Understanding the Importance of the Golden Hour After Birth
If you’re like most expectant parents, you’ve planned for the birth of your child by taking childbirth education classes, reading books, and perhaps hiring a doula to help support you through labor and childbirth. If this describes you so far then congratulations! You’re doing what it takes to prepare your body for the life-changing physiological, emotional, and spiritual event that will be taking place soon.
But What About Postpartum?
Have you given any thought to the moments that immediately follow birth? This critical bonding time that takes place between parent and baby is—from a physiological standpoint—every bit as miraculous as growing your baby in utero and then giving birth to them. Better known as the ‘golden hour’, this transitional time is when your brand-new infant should be placed uninterrupted on your chest skin-to-skin to begin their transition from womb to world.
It is a sacred time for this human being to become acquainted with its new surroundings and the special people who will be taking care of them. They will be alert and eager to bond and feed for the first time. This hour which, more accurately speaking, is closer to two hours, has been scientifically proven to benefit both baby and the birthing parent in many ways and lays the foundation for successful breastfeeding and caregiving thereafter.
What Are The Newborn Procedures That Most Often Disrupt the Golden Hour?
If you’re planning to give birth in a hospital, you should be aware that there are several newborn care policies and procedures in place that can potentially interfere with this critical bonding time. In an effort to assess the health of the baby, your care providers will carry out an array of procedures that may at times disrupt the natural bonding process that should be occurring in the first hour and beyond.
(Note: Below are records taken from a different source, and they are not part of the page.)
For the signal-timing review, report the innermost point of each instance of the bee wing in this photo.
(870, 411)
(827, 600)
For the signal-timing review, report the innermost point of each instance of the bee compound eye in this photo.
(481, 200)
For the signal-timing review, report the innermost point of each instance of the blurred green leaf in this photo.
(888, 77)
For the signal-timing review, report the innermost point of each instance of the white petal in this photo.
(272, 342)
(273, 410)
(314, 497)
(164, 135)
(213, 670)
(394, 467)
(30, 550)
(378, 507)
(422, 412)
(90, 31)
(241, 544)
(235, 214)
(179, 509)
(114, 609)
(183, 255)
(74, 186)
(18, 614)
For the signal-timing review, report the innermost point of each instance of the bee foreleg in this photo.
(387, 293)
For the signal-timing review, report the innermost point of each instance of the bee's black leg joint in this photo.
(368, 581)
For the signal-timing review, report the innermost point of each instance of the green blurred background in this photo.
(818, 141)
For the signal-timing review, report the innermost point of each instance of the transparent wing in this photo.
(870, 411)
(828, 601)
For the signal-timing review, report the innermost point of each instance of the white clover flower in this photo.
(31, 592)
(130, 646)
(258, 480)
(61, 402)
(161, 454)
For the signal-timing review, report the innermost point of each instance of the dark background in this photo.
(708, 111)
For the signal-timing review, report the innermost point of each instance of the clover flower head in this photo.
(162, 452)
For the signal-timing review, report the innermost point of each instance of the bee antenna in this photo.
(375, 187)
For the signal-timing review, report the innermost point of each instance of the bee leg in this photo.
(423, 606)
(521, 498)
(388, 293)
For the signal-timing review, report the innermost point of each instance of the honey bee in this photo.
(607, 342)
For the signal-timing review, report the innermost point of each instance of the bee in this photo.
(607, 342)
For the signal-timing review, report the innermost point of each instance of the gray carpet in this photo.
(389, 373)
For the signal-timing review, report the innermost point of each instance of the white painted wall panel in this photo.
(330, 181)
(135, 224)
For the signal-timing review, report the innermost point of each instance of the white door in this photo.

The nurse will check baby’s temperature and heart rate and perform assessments for things like reflexes, muscle tone, and circulation. If there are any concerns with baby’s body temperature being too low, they may conduct a heel prick to test baby’s blood sugar and make sure it’s high enough. They will also be eager to administer the Vitamin K shot and perhaps eye ointment if you’ve consented to it.
For no other reason than convenience, the staff has been trained to conduct these procedures under the baby warmer that is usually stationed across the room from your bed. This means they will ask in a perfunctory manner if they can “borrow” your baby for a minute. Oftentimes these requests starts within mere minutes after your baby has been born.
In order to maintain the golden hour, however, there’s an ideal time and place for these procedures to happen.
Navigating the Golden Hour in a Hospital Setting
Now that you understand the importance of uninterrupted skin-to-skin contact between birthing parent and child for at least the first hour immediately postpartum, making small modifications to your hospital’s newborn procedures can make all the difference in keeping that critical bonding time as undisturbed as possible. Unless there are concerns that your baby is having challenges that require more intensive care, the procedures that are customarily carried out within the first hour can be performed while they remain on your chest.
Administering the vitamin K shot, eye ointment, and weighing and measuring the baby can all wait—there is no hurry for these procedures to take place in the first 1-2 hours postpartum. In order to make sure this happens, it’s a matter of communicating with your care provider team effectively so they understand your commitment to the golden hour and can adjust how and when they carry out the newborn procedures accordingly.
If It’s Not Urgent, It Can Wait!
To be clear, “uninterrupted” should mean just that. The evidence is clear that when parent and baby are left more or less undisturbed, their bonding and baby’s transition are the most successful. Not only does this mean unobtrusive checkups that take place with baby skin-to-skin on their parent’s chest, it means that the team is refraining from asking questions and otherwise engaging the parents in unnecessary, non-urgent conversations. It’s a sacred time that is honored by the staff by dim lights, hushed tones, and a minimum of talking.
Similar to pregnancy and childbirth, the Golden Hour also requires education and preparation on the part of parents. When you understand the importance of this hour that you only get to experience once, you will want to take the necessary measures to ensure it’s as blissful as possible.